The options are: To permanently convert the 9-hole course back to natural open space for passive recreation use; or to operate etc Pusch Course during the peak season beginning next fall. 

Golf is the most costly option
Over the next five years, operating the course will cost the town about $2.6 million. Allowing it to revert to natural space for recreational use will cost a minimum of $1.6 million. There is a third option the memo does not mention. The difference in cost of $1million is significant.  (See panel)

LOVE identifies Option 3: Add this decision to the Parks and Recreation Master Plan Study
The town is engaged in a lengthy process of developing a ten year parks and recreation master plan. This property should be included in that study. 

There is no reason to rush a decision. HSL, the owner of the resort, can not force the town to do anything as dictated by the original contract. This is because contractual agreements usually have a "Force Majeure" clause. That clause suspends enforcement of a contractual agreement clause when there is an "act of god". The pandemic is such. Certainly, the town's purchase agreement with HSL for the property has such a clause.  

We suspect that the pandemic will not be officially declared over by the federal government until mid 2022, assuming that the actual infections rate is close to zero by year end.  Then, in 2022, the town can reengage HSL, the resort owner, in a discussion of them taking back the course if that is the course of action it chooses.

As for homeowners and the homeowner associations next to the course, they can wait.... Just like the rest of us. What happens regarding this property is important to all of us.

Drinking water is a huge issue if a golf course is maintained
The course uses drinking water for irrigation  The town will have to use substantial amounts of drinking water to maintain the course. The course will use up to 45 million gallons annually. That’s equivalent to 139 acres of water covered to a depth of one foot. That’s enough water for more than 500 homes for a year!

Town admits error
"Under-billed" water to course for twenty years
In addition, the town has been billing the water at a bargain rate. The course pays on the the rate for the first tier of the water rate. That’s intended for up to 7,000 gallons per month. After that, there are two other tiers with water costing more per gallon used.

According to the memo, the town just discovered this error in billing while doing the options analysis.

 “For the past 20 years, the course has continually been billed at the Tier 1 rate.’ Jacobs has no idea when it happened or how it happened. This means that the town was incorrectly billing water before the town owned the property.

The memo suggests that the town create a “turf” water rate at the tier 1 rate just to keep the cost down. If the correct rate were applied, the estimated added cost of water would be $70,000 per year. That is a yet another golf subsidy.

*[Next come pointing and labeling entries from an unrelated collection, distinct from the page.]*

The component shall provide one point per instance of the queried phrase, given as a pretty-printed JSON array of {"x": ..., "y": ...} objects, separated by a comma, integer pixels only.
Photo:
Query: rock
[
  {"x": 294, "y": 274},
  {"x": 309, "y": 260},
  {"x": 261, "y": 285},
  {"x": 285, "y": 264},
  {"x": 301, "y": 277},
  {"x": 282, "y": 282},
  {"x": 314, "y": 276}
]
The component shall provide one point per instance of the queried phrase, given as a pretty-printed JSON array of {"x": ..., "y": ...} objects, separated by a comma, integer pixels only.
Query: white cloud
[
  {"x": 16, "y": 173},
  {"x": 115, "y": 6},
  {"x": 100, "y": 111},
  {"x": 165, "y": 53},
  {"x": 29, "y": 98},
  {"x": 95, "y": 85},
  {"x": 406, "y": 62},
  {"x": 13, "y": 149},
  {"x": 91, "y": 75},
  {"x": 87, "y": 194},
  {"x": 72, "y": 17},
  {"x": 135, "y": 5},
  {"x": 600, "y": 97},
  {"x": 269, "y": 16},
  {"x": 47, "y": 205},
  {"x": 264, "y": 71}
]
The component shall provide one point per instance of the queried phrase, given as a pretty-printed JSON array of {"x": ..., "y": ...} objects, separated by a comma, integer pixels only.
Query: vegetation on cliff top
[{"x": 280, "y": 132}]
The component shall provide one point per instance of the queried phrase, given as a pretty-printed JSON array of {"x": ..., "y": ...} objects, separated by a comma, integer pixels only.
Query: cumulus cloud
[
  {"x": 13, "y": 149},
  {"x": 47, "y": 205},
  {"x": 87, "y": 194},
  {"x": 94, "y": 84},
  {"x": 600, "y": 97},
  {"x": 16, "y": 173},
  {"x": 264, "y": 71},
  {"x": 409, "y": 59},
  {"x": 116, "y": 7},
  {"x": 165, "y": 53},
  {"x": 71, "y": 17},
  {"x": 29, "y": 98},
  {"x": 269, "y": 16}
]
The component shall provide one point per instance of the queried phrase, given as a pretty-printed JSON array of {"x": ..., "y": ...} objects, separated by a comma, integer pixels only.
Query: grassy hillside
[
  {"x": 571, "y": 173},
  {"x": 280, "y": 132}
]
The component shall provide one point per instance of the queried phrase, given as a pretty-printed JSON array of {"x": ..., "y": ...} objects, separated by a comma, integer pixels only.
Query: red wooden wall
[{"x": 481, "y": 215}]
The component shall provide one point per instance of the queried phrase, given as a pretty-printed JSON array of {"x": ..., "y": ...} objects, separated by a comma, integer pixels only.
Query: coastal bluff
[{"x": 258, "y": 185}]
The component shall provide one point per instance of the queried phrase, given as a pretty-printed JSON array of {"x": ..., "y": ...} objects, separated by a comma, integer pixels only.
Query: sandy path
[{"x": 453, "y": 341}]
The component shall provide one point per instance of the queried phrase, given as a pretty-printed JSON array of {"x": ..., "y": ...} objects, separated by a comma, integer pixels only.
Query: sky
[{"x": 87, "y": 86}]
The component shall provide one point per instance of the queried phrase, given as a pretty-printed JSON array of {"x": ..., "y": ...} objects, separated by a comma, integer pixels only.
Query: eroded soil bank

Creating a community natural space amenity not a “slam dunk”
To be clear, the Town of Oro Valley did not get a bargain when it purchased this course. Much of the asphalt paving is cracking, uneven or in need of replacement. The memo notes that it is estimated that 70% of the pathways need to be replaced. In addition, the memo states, and we do not agree, that there may be some short-term negative impact on neighboring property values. The memo also voices concern that there may be people from outside of Oro Valley who will want to walk the trail. This, they claim, could cause safety issues.

Council to discuss Wednesday
The council will discuss what to do with the course this Wednesday. We imagine that many residents in or near the course and their homeowner's association will attend the meeting in an effort to pressure council to make a decision that favors their interests. This approach worked last year for those who wanted the town to continue to maintain the two 18-hole courses. Both Mayor Winfield and Council Member Jones-Ivey are highly susceptible to this approach.